Then a reliever for the Athletics, Breslow was experiencing the worst season of his career. His ERA was seesawing over and under four — unusual considering he had a reputation for consistently putting up strong numbers.
So, as a Yale grad with a molecular biophysics degree, Breslow looked to statistical analysis for answers. He assessed his percentages for swing and misses, ground balls, line drives, fly balls and batting average on balls in play (BABIP).
"It wasn't so much as looking at the numbers and making an adjustment," he said. "It was looking at the numbers and seeing I don't need to make an adjustment."

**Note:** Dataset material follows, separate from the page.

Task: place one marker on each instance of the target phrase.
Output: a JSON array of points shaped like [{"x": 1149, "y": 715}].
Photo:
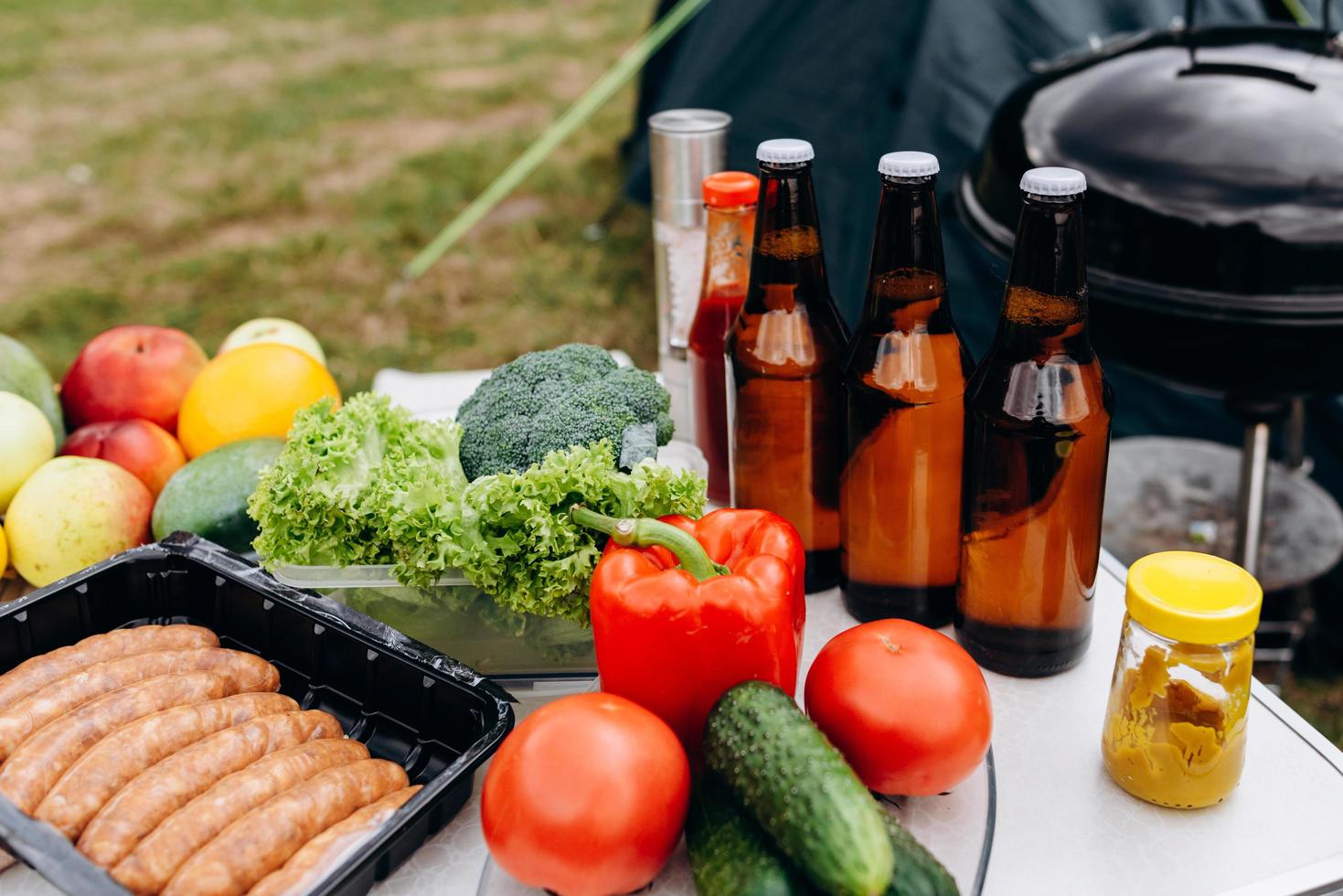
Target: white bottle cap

BABIP measures the percentage of batted balls that fall safely for
hits, excluding home runs, and determines how much opponents' success is
attributed to luck. After one glance at the overall numbers, Breslow's
discovery was striking.
"Last year, I know it seemed like every time a ball was put in play, it seemed like it was a hit," he said. "You can't help but think it was bad luck, but you can actually look at it and say, 'Well, actually, my batting average on balls in play is 100 points higher than it's been at any point in my career, but strikeout rates are the same, walks are the same, line drive percentages are the same, so that in fact is some bad luck."
In other words, Breslow is your modern-day
sabermetrics aficionado. Now with the Red Sox, the 32-year-old remains known for evaluating stats and educating himself about the trajectory of his season.
The interest in sabermetrics first started when he read Moneyball – the book that documented the Athletics' approach to assembling teams based on statistical data — back in the minor leagues. With a math background, Breslow always had a soft spot for numbers.
But Breslow didn't actually delve into the intricacies of sabermetrics until 2009, when the Athletics plucked him off waivers. At the mecca of Moneyball, Breslow quickly developed into a disciple.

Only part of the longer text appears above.